Best Offers Hard Paddle Boards
Best Hard Paddle Boards
The best hard paddle boards are constructed using a rigid material with a foam core for added buoyancy. The rigid part might be made of carbon fiber, wood veneer, or fiberglass. This material might be covered with an epoxy for greater water resistance and durability. The paddles have a blade, a long shaft, and a handle. They should be 10 to 15 inches longer than the height of the user. Narrow boards slide through the water at a greater rate and are used for racing, while wider boards are more stable and are great for children and beginners, or for people who want to do Yoga or meditation on the water.
Solid Sup Boards
There are a wide variety of solid SUP boards or standup paddle boards. There are two styles that are excellent for children and for beginners. Children’s boards are usually scaled down for younger users, are extra wide for stability, but shorter so they can be more easily carried and used by youngsters. Entry level boards for adults are wide and ride high in the water, allowing a skilled user to even stay dry while onboard! Touring paddle boards are wide with extra flotation to easily enable carrying goods and gear. As previously mentioned, slim boards are designed to slip through the water with ease, enabling extra speed. If that were not enough, some boards are designed for use on “flatwater” where there is unlikely to be much turbulence, while others are specifically made to be used on ocean coasts where waves are to be expected.
Epoxy Paddle Board
An epoxy paddle board is a rigid board that is made of foam with layers of fiberglass and epoxy encasing the buoyant core. While perhaps not as sturdy as a wood veneer board, an epoxy paddle board is exceptionally light and will glide quickly through the water. The layering also gives plenty of options for fanciful designs and colors. Added features for an epoxy paddle board might be a coil line, an adjustable carbon paddle, and a fiberglass stabilizing fin. Their smooth finish encourages cutting through the water cleanly.
Rigid Paddle Boards
Rigid paddle boards are relatively durable, reasonably lightweight, and are great for beginners. They have the disadvantage of not being easy to pack, and if you have a compact vehicle, you will need a good luggage rack on top of your car.
Good maintenance is essential for preserving your rigid paddle board. The first step in taking care of your board is to always rinse it off completely upon exiting the water. Pay close attention to joins and crannies where salt and other water-borne particles might catch.
Next, as soon as possible, wash it with a mild detergent that is antibacterial and antifungal. This will not only preserve your board, but it will also help prevent spreading microbial growth from one water system to another – something that has become important in recent years. Use a soft cloth and avoid rubbing too hard on the finish.
Finally, rinse your board again, using clean water.
The cleaning process should happen every time you use your board.

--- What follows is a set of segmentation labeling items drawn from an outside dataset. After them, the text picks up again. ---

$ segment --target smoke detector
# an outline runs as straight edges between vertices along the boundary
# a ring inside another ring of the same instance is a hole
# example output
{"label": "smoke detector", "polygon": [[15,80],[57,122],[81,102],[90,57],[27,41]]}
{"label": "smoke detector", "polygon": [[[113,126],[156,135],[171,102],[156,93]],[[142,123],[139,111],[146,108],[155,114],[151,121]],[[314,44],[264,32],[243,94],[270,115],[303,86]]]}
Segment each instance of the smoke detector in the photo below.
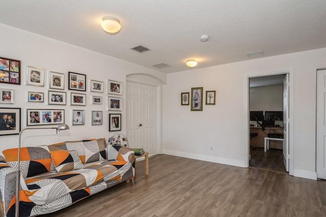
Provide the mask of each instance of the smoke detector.
{"label": "smoke detector", "polygon": [[207,42],[209,40],[209,36],[207,35],[203,35],[200,37],[200,41],[202,42]]}

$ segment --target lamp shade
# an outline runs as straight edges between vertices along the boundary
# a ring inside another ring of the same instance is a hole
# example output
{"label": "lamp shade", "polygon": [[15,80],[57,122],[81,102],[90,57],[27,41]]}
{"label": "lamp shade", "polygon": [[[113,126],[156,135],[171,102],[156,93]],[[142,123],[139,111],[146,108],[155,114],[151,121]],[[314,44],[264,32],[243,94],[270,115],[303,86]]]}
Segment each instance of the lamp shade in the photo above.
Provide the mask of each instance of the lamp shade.
{"label": "lamp shade", "polygon": [[121,29],[120,20],[114,17],[104,17],[101,25],[102,28],[108,33],[116,33]]}
{"label": "lamp shade", "polygon": [[197,65],[197,61],[196,59],[188,59],[185,65],[188,67],[195,67]]}

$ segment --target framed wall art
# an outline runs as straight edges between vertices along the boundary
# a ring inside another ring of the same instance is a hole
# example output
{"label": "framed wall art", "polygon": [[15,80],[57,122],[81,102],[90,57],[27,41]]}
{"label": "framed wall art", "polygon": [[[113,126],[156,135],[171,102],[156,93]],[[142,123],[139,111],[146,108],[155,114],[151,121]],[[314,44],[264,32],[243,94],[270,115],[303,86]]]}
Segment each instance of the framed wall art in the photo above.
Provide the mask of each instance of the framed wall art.
{"label": "framed wall art", "polygon": [[92,92],[103,92],[103,83],[102,81],[91,80],[91,91]]}
{"label": "framed wall art", "polygon": [[70,105],[72,106],[86,106],[86,95],[76,92],[71,93]]}
{"label": "framed wall art", "polygon": [[19,134],[20,108],[0,108],[0,136]]}
{"label": "framed wall art", "polygon": [[121,114],[109,114],[108,121],[109,131],[121,130]]}
{"label": "framed wall art", "polygon": [[102,104],[102,97],[97,97],[96,96],[92,96],[92,104]]}
{"label": "framed wall art", "polygon": [[102,111],[92,111],[92,125],[102,125],[103,112]]}
{"label": "framed wall art", "polygon": [[27,126],[60,125],[65,122],[64,109],[26,110]]}
{"label": "framed wall art", "polygon": [[50,88],[52,89],[65,89],[65,74],[59,72],[49,72],[49,80]]}
{"label": "framed wall art", "polygon": [[1,89],[0,90],[1,94],[1,103],[8,103],[10,104],[14,104],[14,90],[8,89]]}
{"label": "framed wall art", "polygon": [[189,105],[189,92],[181,92],[181,106]]}
{"label": "framed wall art", "polygon": [[20,85],[20,61],[0,57],[0,83]]}
{"label": "framed wall art", "polygon": [[66,105],[66,92],[49,90],[47,100],[49,105]]}
{"label": "framed wall art", "polygon": [[203,87],[192,88],[191,111],[203,111]]}
{"label": "framed wall art", "polygon": [[206,91],[206,104],[215,105],[215,94],[216,90],[208,90]]}
{"label": "framed wall art", "polygon": [[69,72],[69,89],[86,91],[86,75]]}
{"label": "framed wall art", "polygon": [[27,95],[28,102],[37,102],[40,103],[44,102],[44,98],[43,92],[29,91]]}
{"label": "framed wall art", "polygon": [[84,111],[83,110],[73,110],[72,125],[84,125]]}
{"label": "framed wall art", "polygon": [[122,83],[108,80],[107,94],[122,95]]}
{"label": "framed wall art", "polygon": [[26,67],[26,84],[44,86],[44,69],[40,68]]}
{"label": "framed wall art", "polygon": [[122,111],[122,98],[107,97],[107,110]]}

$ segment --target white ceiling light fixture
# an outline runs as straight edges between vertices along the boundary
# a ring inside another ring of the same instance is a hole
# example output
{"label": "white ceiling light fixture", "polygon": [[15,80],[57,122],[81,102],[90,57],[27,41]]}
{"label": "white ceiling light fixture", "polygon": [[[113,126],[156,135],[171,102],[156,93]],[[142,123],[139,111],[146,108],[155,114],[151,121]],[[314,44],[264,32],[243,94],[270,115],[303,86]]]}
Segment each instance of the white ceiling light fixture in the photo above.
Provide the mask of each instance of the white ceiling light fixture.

While cleaning, check your rigid paddle board for cracks or worn spots in the finish. If you find any, allow the board to dry completely before making any repairs. If the worn or damaged area is too large to simply add a fresh coat of epoxy, patches are available that can adhere to the worn area.
Storing Your Hard Paddle Board
Depending on where you live, you might use your hard paddle board seasonally. Proper storage will help preserve it from one season to the next. Here are some thoughts on storage:
- Clean your board thoroughly and detach the fin.
- Make any necessary repairs.
- Dry the board completely. Never put away wet.
- Place in a reflective storage bag.
- Store out of direct sunlight.
Some Added Thoughts:
- If paddling in twilight conditions, add some reflective tape to your board and to your swim gear.
- SUP boarding, like many other outdoor sports, is best done with a buddy.
- Always leave a “flight plan” in your residence or near the place where you leave the shore. No one plans to require rescuing, but it helps your friends and family if they know where to start looking. If you don’t want physical evidence lying around, use your phone to text your plans to a friend or family member.
Wrapping up Hard Paddle Boarding
Hard Paddle boarding is based on many generations of things that are likely to float. The formal beginning is in 1940, when John Ah Choy began having trouble getting on and off his surfboard. It was formally recognized as a fast-growing sport in 2013. Paddle boarding is a fun sport, especially when you take care of your paddle board and practice good outdoor activity safety.